Supported configuration parameters for rules that use the Veritas Information Classifier method

When you create a rule that uses the Veritas Information Classifier method, you must specify one or more additional configuration parameters. These parameters define the text strings or regular expressions for which you want to search in items. Each parameter consists of a name and a corresponding value.

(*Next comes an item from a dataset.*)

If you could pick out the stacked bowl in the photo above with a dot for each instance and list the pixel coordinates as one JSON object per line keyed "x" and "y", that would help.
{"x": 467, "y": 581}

You can specify multiple configuration parameters for the same rule. For example, you may want to create a rule that searches the subject lines of items for one word and their message bodies for a second word. Where this is the case, an item must match all the parameters for the rule to match; the Veritas Information Classifier links the parameters together with Boolean AND operators rather than OR operators.

Note:

To simulate the effect of linking multiple parameters with Boolean OR operators, create multiple rules that assign the same value to the same classification property. For example, you might create two rules that assign the same value to the evtag.category property: one rule that searches the subject lines of items for a word and a second rule that searches their message bodies for a different word.

Supported values for Name

The values that you type in the Name column of the Classification Parameters dialog box set the scope of the configuration parameter: they specify the properties of an item that you want to search.

You can search an individual property by typing its name in the Name column. For example, you might type cont to search the message body of an item or rbea to search the email addresses of its recipients. Indexed items can have a large number of properties, but only a subset is of interest for classification purposes. These are the properties and associated values that Enterprise Vault stores in the plain-text files in the classification cache folder.

If you want to classify the items in one archive only, the archiveid property lets you specify the unique identifier of this archive. For example, by specifying an archiveid property value in one configuration parameter and a cont property value in a second configuration parameter, you can limit classification to the items in the nominated archive that have particular words in their message bodies.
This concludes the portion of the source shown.